Fine-Grained Preference Optimization Improves Spatial Reasoning in VLMs
Yifan Shen, Yuanzhe Liu, Jingyuan Zhu, Xu Cao, Xiaofeng Zhang, Yixiao He, Wenming Ye, James Matthew Rehg, Ismini Lourentzou
2025-06-30
Summary
This paper talks about SpatialReasoner-R1, a new vision-language model that is designed to better understand and reason about spatial relationships in images with detailed and logical steps.
What's the problem?
Current vision-language models have trouble accurately figuring out complex spatial details and multi-step logic in images, which limits their ability to answer questions or make sense of scenes properly.
What's the solution?
The researchers developed SpatialReasoner-R1 which uses a special method called Multi-Model Monte Carlo Tree Search to create diverse training examples with detailed reasoning steps.
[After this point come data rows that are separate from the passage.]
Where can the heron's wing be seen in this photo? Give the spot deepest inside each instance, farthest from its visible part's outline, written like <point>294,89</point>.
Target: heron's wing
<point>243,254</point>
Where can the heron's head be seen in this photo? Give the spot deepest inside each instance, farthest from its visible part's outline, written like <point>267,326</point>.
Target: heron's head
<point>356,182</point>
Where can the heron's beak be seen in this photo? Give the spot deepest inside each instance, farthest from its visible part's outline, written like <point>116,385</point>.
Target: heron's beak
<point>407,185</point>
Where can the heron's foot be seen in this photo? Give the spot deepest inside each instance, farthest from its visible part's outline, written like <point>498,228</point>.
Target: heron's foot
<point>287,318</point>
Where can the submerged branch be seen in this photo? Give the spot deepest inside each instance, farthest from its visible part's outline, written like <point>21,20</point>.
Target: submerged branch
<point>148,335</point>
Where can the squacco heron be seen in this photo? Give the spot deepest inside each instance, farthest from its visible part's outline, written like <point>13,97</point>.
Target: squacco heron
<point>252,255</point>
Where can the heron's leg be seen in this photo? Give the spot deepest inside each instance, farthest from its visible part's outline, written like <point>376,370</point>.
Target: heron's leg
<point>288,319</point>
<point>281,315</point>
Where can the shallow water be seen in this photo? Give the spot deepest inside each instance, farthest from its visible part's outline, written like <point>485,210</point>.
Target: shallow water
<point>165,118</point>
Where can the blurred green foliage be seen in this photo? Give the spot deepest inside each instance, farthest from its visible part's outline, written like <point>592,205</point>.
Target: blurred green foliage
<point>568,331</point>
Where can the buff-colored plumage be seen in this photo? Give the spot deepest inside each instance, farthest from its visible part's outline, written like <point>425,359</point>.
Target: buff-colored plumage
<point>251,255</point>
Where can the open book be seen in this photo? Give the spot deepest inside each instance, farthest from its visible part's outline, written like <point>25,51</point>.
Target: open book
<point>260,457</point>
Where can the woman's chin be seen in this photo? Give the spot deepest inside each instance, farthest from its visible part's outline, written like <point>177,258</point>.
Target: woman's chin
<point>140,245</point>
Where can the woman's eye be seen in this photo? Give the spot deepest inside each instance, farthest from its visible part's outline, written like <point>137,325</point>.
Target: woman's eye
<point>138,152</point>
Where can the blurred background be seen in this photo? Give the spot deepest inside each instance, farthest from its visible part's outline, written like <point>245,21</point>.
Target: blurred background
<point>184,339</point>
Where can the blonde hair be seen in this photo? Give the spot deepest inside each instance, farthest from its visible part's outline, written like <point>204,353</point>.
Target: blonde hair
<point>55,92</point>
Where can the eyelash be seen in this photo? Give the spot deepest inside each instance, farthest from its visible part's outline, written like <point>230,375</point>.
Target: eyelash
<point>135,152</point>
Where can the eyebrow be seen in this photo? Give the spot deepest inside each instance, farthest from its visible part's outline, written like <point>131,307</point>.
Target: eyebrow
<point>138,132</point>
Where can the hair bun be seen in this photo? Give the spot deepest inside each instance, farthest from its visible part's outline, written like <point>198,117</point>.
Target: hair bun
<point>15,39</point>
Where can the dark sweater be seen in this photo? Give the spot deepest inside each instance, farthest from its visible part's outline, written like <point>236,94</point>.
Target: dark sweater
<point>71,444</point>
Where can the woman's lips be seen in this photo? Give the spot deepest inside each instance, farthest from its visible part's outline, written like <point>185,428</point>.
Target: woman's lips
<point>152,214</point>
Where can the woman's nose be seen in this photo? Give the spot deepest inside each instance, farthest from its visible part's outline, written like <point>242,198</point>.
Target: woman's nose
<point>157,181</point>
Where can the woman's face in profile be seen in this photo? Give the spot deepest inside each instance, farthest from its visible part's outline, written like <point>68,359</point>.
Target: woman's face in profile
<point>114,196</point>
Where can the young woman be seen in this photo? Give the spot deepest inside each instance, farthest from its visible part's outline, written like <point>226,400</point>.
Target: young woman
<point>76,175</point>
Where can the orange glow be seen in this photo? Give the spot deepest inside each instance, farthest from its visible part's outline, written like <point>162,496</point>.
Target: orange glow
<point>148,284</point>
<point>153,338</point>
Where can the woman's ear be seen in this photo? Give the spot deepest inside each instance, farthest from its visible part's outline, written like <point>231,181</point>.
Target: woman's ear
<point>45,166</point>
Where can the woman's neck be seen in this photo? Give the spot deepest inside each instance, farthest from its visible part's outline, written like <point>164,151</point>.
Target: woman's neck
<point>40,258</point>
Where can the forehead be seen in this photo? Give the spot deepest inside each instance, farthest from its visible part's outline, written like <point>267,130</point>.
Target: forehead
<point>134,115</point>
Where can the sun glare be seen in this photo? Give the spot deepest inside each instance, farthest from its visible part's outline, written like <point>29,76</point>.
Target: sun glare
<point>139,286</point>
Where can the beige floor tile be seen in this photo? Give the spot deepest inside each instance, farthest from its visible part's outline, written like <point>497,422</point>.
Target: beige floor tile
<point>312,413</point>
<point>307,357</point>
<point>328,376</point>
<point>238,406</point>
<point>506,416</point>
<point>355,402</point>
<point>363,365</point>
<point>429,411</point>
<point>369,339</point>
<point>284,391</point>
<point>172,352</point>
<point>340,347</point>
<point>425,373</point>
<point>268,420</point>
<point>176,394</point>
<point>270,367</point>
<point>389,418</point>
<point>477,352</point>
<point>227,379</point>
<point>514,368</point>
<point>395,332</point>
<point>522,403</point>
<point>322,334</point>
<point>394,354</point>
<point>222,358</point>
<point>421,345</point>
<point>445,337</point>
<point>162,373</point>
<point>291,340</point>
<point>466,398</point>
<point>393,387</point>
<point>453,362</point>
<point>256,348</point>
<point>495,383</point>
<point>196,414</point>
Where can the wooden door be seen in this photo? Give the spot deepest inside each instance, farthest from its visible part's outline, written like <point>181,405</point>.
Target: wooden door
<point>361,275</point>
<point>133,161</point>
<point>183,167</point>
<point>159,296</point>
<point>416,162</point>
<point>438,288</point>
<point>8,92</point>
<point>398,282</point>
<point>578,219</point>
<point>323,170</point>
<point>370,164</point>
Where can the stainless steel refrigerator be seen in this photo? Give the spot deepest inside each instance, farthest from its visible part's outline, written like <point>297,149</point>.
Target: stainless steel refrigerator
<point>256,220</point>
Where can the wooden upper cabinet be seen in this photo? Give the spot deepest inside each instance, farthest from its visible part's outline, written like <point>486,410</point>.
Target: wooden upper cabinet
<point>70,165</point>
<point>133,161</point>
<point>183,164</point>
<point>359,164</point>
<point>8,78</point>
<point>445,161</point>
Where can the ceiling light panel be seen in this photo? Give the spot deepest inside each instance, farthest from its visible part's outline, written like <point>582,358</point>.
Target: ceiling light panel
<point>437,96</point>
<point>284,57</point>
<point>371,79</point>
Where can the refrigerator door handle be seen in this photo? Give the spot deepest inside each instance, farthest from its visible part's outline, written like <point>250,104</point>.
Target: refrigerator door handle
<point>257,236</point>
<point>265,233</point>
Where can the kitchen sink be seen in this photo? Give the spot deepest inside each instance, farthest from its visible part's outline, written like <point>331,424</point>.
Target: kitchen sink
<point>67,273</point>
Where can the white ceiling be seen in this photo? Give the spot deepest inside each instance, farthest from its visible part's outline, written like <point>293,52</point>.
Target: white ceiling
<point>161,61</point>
They also introduced fine-grained Direct Preference Optimization, a way to train the model by focusing separately on describing what is where and on logical reasoning, improving its overall accuracy.
Why it matters?
This is important because it helps AI models better understand space and relationships in images, which can improve technologies like robotics, augmented reality, and assistive tools for the visually impaired, making them smarter and more reliable.
Abstract
SpatialReasoner-R1, a vision-language reasoning model, uses Multi-Model Monte Carlo Tree Search and fine-grained Direct Preference Optimization to improve spatial reasoning, setting a new state-of-the-art on SPATIALRGPT-Bench.